La guerre, qui offusque l'humanité des appelants, ne se laissera pas exorciser selon un rituel dont ont trépassé bien des Amsterdam-Pleyel et des SDN. En avons-nous connu de ces rassemblements internationaux ou, tour à tour, intellectuels et étudiants et matrones et syndicalistes et invalides diversement médaillés avaient déclaré, devant le photographe, que plus de guerre, que nenni, que la guerre cassait les maisons, qu'elle insultait à la raison évidement, vu que chacun avait ses microbes de rechange pour empoisonner les puits du voisin… En avons-nous connu de ces appels aux "intelligences", et aux "forces démocratiques" et aux "amants de la paix"… Mais, dans aucune de ces assises, jamais personne ne s'est levé pour dire : "Messieurs, la guerre n’est pas la tuberculose. La guerre n'est pas un mal dont on guérit le patient. La guerre est au contraire une drogue très importante. La guerre est essentielle au métabolisme de la société capitaliste. On ne désintoxique pas le capitalisme. Il faut plus, et mieux, qu'un appel à l'opinion internationale. Celle-ci est un fantôme, et vous devriez être assez grands pour le savoir. Messieurs, il faut tuer le patient." Il est vrai que ceux qui auraient pu tenir ce langage "déraisonnable" ne fréquentent pas les rassemblements internationaux.

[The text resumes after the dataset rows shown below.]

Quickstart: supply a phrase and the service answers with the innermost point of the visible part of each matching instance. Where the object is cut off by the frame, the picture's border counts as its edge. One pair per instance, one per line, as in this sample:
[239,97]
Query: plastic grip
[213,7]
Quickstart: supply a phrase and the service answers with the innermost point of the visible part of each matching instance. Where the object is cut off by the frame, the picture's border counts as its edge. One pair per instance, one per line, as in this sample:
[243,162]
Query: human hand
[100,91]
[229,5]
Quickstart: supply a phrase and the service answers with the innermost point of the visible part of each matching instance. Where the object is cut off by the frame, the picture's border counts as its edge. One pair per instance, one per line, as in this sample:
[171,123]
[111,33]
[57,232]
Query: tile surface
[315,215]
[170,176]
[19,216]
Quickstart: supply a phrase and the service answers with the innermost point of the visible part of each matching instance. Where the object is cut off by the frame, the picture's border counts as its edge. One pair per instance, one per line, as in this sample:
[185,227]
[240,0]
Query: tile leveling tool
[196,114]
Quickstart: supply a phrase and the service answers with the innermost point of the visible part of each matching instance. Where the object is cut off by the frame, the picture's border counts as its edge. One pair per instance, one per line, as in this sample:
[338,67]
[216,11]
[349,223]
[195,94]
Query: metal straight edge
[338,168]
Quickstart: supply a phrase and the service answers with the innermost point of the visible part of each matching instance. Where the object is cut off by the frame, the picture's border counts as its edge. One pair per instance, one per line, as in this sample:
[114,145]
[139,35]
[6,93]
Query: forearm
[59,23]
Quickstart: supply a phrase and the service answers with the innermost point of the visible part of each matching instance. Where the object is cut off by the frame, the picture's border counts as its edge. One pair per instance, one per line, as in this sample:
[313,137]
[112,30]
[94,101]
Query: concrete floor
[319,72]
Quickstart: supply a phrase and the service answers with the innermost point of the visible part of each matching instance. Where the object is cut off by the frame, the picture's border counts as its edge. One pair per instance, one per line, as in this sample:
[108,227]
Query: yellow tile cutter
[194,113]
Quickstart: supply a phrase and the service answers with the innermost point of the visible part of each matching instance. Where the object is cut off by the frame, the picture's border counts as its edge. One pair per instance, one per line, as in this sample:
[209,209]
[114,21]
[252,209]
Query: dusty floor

Il est vrai aussi qu'ils ne signent pas des "appels".

Je ne signerai pas cet Appel. Son allure, ses démonstrations sont trop "raisonnables" pour valoir l'encre de mon stylo. Je n'ai que faire de ce fruit postiche cueille dans la pépinière des Briand, des Kellog, des commis-voyageurs de la bourgeoisie spécialisés en escroquerie au sentiment. Tout le monde est contre la guerre ; cela n'engage pas, et c'est bien vu. Je n'aime pas être bien vu de ceux qui s'arrogent le monopole de décerner des certificats de bonne conduite. Que les appelants fassent leur métier. Je ferai le mien.